Вадик некоторое время лежал без движения. У него возникло состояние оглушённости. Ревность, что ли? Откуда ревность, если они с Ниной Андреевной про любовь никогда не заговаривали? Вот только сегодня у неё вырвалось. Да… Сегодня у неё много чего вырвалось…

Несколько последующих дней прошли, как в тумане. Любовь? Да, не любовь это. Хорошо вместе проводили время – и только. Да и дурочка эта Нина Андреевна. Какая может быть к ней любовь?

И, в то же время, было ощущение, будто какой спецназовец молниеносно ткнул его ножиком в грудь. Так, как они умеют – смертельно, а, в первые минуты, даже и не больно. И – ушёл…

А Нины Андреевны и не было несколько дней. Готовилась к августовским совещаниям, возила в город, в отдел народного образования, какие-то бумаги.

Прибежала опять, когда время уже было ближе к обеду. Весёлая, влюблённая. Опять кинулась на шею – соскучилась. Опустилась на корточки, стала деловито расстёгивать Вадику брюки. Привычно достала из недр твердеющего дружка. Захватила, пока он ещё маленький, всего в рот целиком, и стала дразнить. Вадик испытывал некоторое смятение. Он никак не мог определить своего отношения к этой девушке. С одной стороны – он испытывал сильное уязвление. Больно ему было в груди от страшного рассказа его юной подружки. С другой стороны – он очень ждал, когда она снова придёт к нему в прохладный погребок, ему хотелось…

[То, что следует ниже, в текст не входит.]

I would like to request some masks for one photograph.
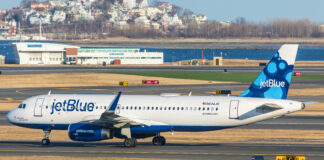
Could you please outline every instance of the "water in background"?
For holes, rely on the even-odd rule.
[[[269,60],[278,51],[275,49],[204,49],[204,59],[222,56],[224,59]],[[164,62],[201,59],[202,49],[153,49],[149,52],[163,52]],[[296,57],[297,61],[324,61],[324,46],[300,46]]]
[[[12,43],[17,41],[0,41],[0,55],[6,56],[6,63],[16,63]],[[29,41],[30,42],[30,41]],[[53,41],[45,41],[43,43]],[[193,44],[199,48],[203,44]],[[240,46],[241,44],[223,44],[225,46]],[[244,44],[255,46],[257,49],[204,49],[204,59],[223,56],[224,59],[250,59],[269,60],[280,48],[280,44]],[[125,45],[126,46],[126,45]],[[216,46],[222,46],[217,44]],[[124,48],[124,47],[122,47]],[[168,48],[142,48],[141,51],[163,52],[164,62],[180,60],[201,59],[202,49],[168,49]],[[324,46],[301,45],[297,54],[297,61],[324,61]]]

А потом что-то вдруг помутилось в голове. Накатила злость. До ненависти – один шаг! Вадик с характерным звуком выдернул изо рта Нины Андреевны разбухший ХУЙ и наотмашь, ХУЕМ, дал ей пощёчину. На лице девушки отобразилось неподдельное изумление. Вадик развернулся и ударил хуем по другой щеке. Потом – опять и опять. Нина Андреевна бросилась к выходу. Вадик – за ней. Когда она взбегала по ступенькам, он огрел её хуем по спине. А потом погнался за ней по полю. Бежать с поднятым хуем было неловко, он поддерживал его рукой и, когда удавалось нагнать подругу, опять смачно, с растяжкой, с размаху, ударял её по спине, по плечам, ягодицам – куда удавалось на бегу достать. Нина Андреевна споткнулась, упала. Вадик нагнал её, остановился, взял в обе руки разгневанный ствол хуя, как бейсбольную биту, и собрался убить, заразу, совсем, к чёртовой матери. Нина Андреевна лежала на спине, прикрыв руками лицо. Платье от падения задралось выше живота, обнажив «блядские» трусы, треугольник которых сбился на бок, совсем всё раскрыв напоказ.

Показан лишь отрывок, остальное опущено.